Whether Jacob and his wife, Margaretha, ate like this every day or whether this sort of preparation was mainly meant for company is unclear. The Dutch population as a whole certainly consumed way more spices than the average European, but then many more Netherlanders could afford the exotic aromatics. By the late sixteen hundreds, pepper and ginger could hardly be considered luxuries, though cloves, nutmeg, and mace, if anything, increased a little in price.
*42
But then most people would buy the spices in small quantities, a half ounce package or even less.

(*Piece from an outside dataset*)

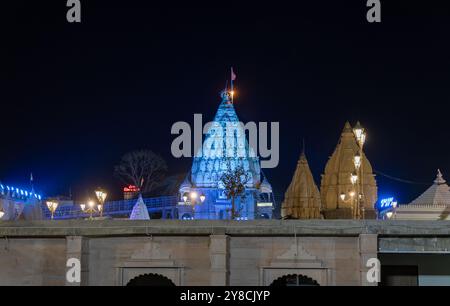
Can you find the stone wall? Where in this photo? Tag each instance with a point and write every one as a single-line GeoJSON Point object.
{"type": "Point", "coordinates": [202, 253]}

Paintings from the period occasionally feature little paper cornets (apparently, these were recycled from newspapers or almanacs) filled with a few pennies’ worth of ground pepper.

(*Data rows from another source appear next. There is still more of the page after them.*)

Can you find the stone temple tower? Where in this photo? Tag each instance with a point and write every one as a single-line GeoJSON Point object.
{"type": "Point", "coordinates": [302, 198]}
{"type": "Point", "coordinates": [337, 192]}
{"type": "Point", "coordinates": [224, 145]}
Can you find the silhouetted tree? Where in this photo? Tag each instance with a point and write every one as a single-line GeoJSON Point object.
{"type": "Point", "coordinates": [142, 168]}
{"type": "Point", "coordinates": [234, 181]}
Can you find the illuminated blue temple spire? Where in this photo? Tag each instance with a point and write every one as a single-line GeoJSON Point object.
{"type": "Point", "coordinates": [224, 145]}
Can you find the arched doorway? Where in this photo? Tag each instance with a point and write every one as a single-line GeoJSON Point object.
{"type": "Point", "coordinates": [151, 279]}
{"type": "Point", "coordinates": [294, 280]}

You can learn a lot about the taste in food of Jacob Cromhout’s generation from the thousands of still lifes that were produced to decorate all those houses built to accommodate Amsterdam’s booming population. The Dutch bourgeoisie was mad for pictures, all sorts of pictures: landscapes, genre scenes, portraits, and still lifes. And food was a hugely popular subject. The paintings glitter with imported Chinese porcelain, sparkling Rhenish glass, and even the occasional polished brass mortar for grinding spices. Art historians who specialize in these glory days of the still life argue endlessly about how true to life they really were. Were these moral lessons disguised as luscious food displays? Were they vehicles to show off an artist’s virtuosity and therefore collected by connoisseurs of the finest brushstroke? No matter what the artists’ intentions, the results are undeniably sensuous, even prurient. The hams are spread out just waiting to be sliced into translucent rosy slivers, the ripe fruit oozes tantalizing juices, the oysters glisten with their briny liquor, so realistic you can feel them slipping down your throat. You can’t convince me that the pleasure of eating wasn’t foremost in the mind of the painter or the patron. That is not to say that what you saw on the canvas was exactly what people were eating. The relationship was probably no greater then than it is now between the picture-perfect recipes in food magazines and what actually lands on our tables. But some relationship surely existed, just as it must have between the instructions in
De verstandige kock
and the dishes assembled on the Croumhouts’ marble counters.

 

In seventeenth-century Amsterdam, even middling craftsmen could afford a few grams of pepper, sold freshly ground and packaged in recycled almanacs.